The Gospel passage for today, Thursday of the Fifth Week in Ordinary Time, Mark 7:24-30, deals with Jesus’ encounter with the Syro-Phoenician woman, whose Matthean parallel I blogged about on three different occasions last Lent, here, here and here. In Mark’s version, as in Matthew’s, Jesus heals the woman’s daughter from a distance. In tomorrow’s Gospel passage, Mark 7:31-37, Jesus heals up close and personal. It is in stark contrast to the hands off approach of the passage prior to it, for in this passage Jesus “put his finger into the man’s ears and, spitting, touched his tongue” (7:33). The contrast with the account of the Syro-Phoenician woman does not seem to be a distinction between faith, hence no physicality is required, and lack of faith, and so Jesus must “touch” him and make manifest and real what has been done, for in both cases others, the mother in vv.24-30 and a group of friends in vv.31-37, bring the case to Jesus and exhibit faith on behalf of those who are ailing. Is the difference of approach based on the type of ailment? Jesus’ power does emanate from his touch, as we see in chapter 5 of Mark with the woman who has a hemorrhage and the girl who has died (5:27-30, 41-42), but it is not necessary it seems that it be a particular type of sickness to be healed from close or afar. Maybe it is simply that the man who is deaf and has a speech impediment is by Jesus and so Jesus will, literally, reach out and touch him.

It is also possible, of course, that the healing, though done privately (“He took him off by himself away from the crowd:” 7:33), is done not just for the one who is healed but for the benefit of those who brought him and the crowd that had gathered. The detail in the account that Jesus is in the Decapolis (7:31) orient us to a Gentile crowd, just as the Syro-Phoenician woman is herself Gentile (7:26), and perhaps the actual healing done by the hands of Jesus awakens the crowd to the true power that resides in him.

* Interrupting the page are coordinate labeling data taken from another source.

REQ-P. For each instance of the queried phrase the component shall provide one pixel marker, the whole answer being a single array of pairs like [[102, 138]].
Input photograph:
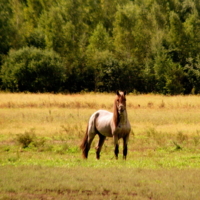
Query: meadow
[[40, 157]]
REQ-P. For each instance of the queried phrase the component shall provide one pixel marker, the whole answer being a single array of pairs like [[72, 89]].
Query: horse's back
[[103, 122]]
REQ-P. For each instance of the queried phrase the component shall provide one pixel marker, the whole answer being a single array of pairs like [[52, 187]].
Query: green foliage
[[105, 43], [26, 139], [34, 70]]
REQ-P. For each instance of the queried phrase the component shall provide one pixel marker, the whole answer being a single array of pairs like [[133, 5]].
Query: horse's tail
[[84, 145]]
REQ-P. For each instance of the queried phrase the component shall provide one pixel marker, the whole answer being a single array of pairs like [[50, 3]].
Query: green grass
[[40, 157], [36, 182]]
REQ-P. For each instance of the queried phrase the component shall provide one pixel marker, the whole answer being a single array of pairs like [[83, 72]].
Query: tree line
[[96, 45]]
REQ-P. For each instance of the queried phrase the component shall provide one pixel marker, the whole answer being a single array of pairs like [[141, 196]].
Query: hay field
[[164, 150]]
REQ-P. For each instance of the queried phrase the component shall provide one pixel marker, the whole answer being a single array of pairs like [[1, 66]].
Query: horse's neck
[[123, 118], [119, 119]]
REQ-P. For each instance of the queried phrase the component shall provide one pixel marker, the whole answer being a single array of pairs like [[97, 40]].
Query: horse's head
[[121, 102]]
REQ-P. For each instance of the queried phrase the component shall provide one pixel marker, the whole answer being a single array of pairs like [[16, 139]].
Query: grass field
[[40, 156]]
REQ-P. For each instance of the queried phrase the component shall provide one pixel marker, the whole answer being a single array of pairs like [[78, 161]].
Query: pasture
[[40, 157]]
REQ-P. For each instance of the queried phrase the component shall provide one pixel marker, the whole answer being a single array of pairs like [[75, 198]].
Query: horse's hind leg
[[116, 145], [99, 145]]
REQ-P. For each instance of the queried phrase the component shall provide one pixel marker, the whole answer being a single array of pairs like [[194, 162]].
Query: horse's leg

Whatever the reason for Jesus’ hands on approach, if Jesus does want to awaken the crowd to his power, he has a funny way of dealing with the crowd after the healing: “He ordered them not to tell anyone” (7:36). Yet, “the more he ordered them not to, the more they proclaimed it” (7:36). Most of my students see this one manifestation of the “messianic secret” in Mark as a sort of reverse psychology – the more Jesus says no, the more the crowd says yes, thus spreading the message to more and more people. The question I have is what sort of message would Gentiles spread about this healer and wonder-worker? Is Jesus just another healer, such as those who were often associated with the gods in Greco-Roman paganism? Healing in general was associated with Temples, or an Asclepion, and was not usually associated simply with physical or scientific processes, but with the intervention of Asclepius or Apollo. Is Jesus just another god, or a channel for a god to the Gentiles?

“They were exceedingly astonished and they said, “He has done all things well. He makes the deaf hear and the mute speak” (7:37). The implications of the deaf hearing and the mute speaking, though, are a source of astonishment for the bystanders and friends, not a sign of the inbreaking of God’s Kingdom (see Luke 7:22 for Jesus’ response to John’s disciples on the signs of the Messiah – healing the deaf and the mute are amongst them) and all that will imply for Jesus and his followers: picking up one’s cross and following Jesus. The power is real, up close or at a distance, but it will involve more than simply astonishment at this healing; it will involve faith even when the power seems absent, far off and distant, or when it is up close and personal and it seems it is always and only about power. That is when one must remember that Jesus can heal anyone from anywhere, in ways that we might not expect or be prepared to encounter.